Mushairas in the U.S. evoke feelings of celebration, nostalgia and love for their roots and culture in a foreign land.
Mushairas have been an identifying characteristic of the culture of South Asia for generations. Call it self-expression or freedom to invoke multi-hued themes, mushairas allow poets to dive into the depths of their thought and emerge with Urdu couplets that strike a chord with listeners worldwide. Originating from the shores of India and Pakistan, mushairas are establishing a firm identity in the land of Stars and Stripes too.
Dr A Abdullah, chairman, of board of trustees of the alumni's Washington, D.C. chapter, recalls that the U.S. tradition started with Urdu poets getting together in homes to recite verses to each other as a form of entertainment after an evening meal and dessert. In 1975, the alumni association, organized the first mushaira in Washington, D.C. Today mushairas are held in virtually every metropolitan city in the United States, including Atlanta, Boston, San Antonio, Chicago, Washington, New York, Birmingham (Alabama), Houston, Cleveland, Detroit, Phoenix, Los Angeles, Denver, San Francisco, Cincinnati, Little Rock and New Jersey. Often poets from Canada, Europe, England, Pakistan, India and Saudi Arabia join the events.
Compared to almost 6-7 hours of non-stop ticketless mushairas in India, the U.S. events, which are priced and held in auditoriums, last 4-5 hours with a break after two hours.
Abdullah says the early mushaira audience was sophisticated and enjoyed serious themes, but now it wants entertainment and humor too. Typically 12-15 poets are invited for a mushaira with 4-5 poets representing India and Pakistan. The audience, typically middle aged or elderly, listens with rapt attention, clapping whenever their emotion is stirred by some Urdu sher (couplet).
The mushairas start around 8-9 pm and continue till 1 am. There is no sloganeering or hooting and the listeners clap to express their appreciation for a poet, instead of verbal praise, which is the norm in mushairas in India and Pakistan, she says.
"Think of any big shayar (poet) in India or Pakistan and he would have taken part in our mushairas. Though well known poets have graced our mushairas, we have also introduced new poets and there are many who have been invited by us a number of times."

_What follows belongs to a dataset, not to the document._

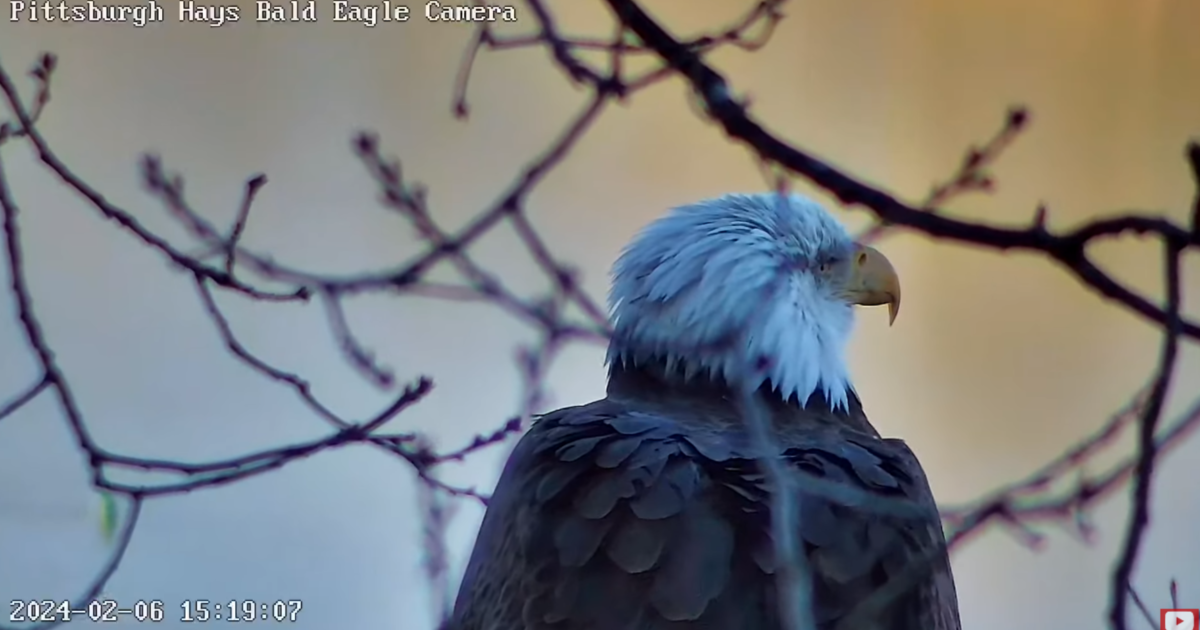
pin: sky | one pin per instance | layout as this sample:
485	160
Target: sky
997	363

The eminent Indian poet Waseem Barelvi began attending U.S. mushairas in 1988. He has made nine visits to North American cities, including New York, Washington and Chicago. The Urdu community in North America, he says, comprises of intellectuals like doctors and engineers who came to America for a better lifestyle. Once that need was met, they wanted to satiate their thirst for their own culture, which they had left behind.

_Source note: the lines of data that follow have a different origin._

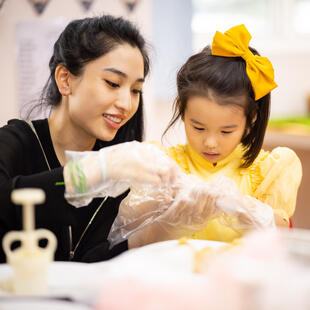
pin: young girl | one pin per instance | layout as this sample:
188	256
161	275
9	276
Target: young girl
224	101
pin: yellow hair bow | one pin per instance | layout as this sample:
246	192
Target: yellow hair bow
235	43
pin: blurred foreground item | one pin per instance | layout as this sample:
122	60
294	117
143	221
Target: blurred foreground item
30	261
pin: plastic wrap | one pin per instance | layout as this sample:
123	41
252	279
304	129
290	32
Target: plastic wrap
112	170
161	213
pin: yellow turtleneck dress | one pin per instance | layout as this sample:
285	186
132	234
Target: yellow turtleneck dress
273	178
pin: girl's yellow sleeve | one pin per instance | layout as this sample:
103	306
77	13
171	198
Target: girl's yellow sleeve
281	174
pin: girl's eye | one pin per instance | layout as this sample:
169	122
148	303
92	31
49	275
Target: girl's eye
198	128
114	85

He praised Hindustani shayari for its ability to convey deep thoughts in simple words. "In America, the mushaira audience wants to identify with the issues that they left behind in their countries and use of simpler Urdu by poets, instead of the difficult Arabic-and-Persian-mixed Urdu has gone a long way in establishing this connection."
Another well known poet from India, Manzar Bhopali, who is a regular on the US mushaira circuit, says that he came to America in 1991 for the first time. With almost 60-70 Urdu newspapers and 100-200 Urdu books published in the United States, he , there is continuing love for the language and the younger generation of immigrants is getting attracted to Urdu.
Another poet, New York-based Khalid Irfan has been participating in mushairas since 1996. He says that though most people in the audience are knowledgeable of mushairas, many listeners are there just because it is an Urdu event. "Such people might not know much about mushairas, but they love being there."
He believes that Urdu lovers in America have created a distinct identity in an English millieu. Many first generation Indians and Pakistanis had been attending mushairas in their home country. Says Irfan, "After coming to US, they wanted mushairas here too and became delighted when they came to know about their healthy existence here."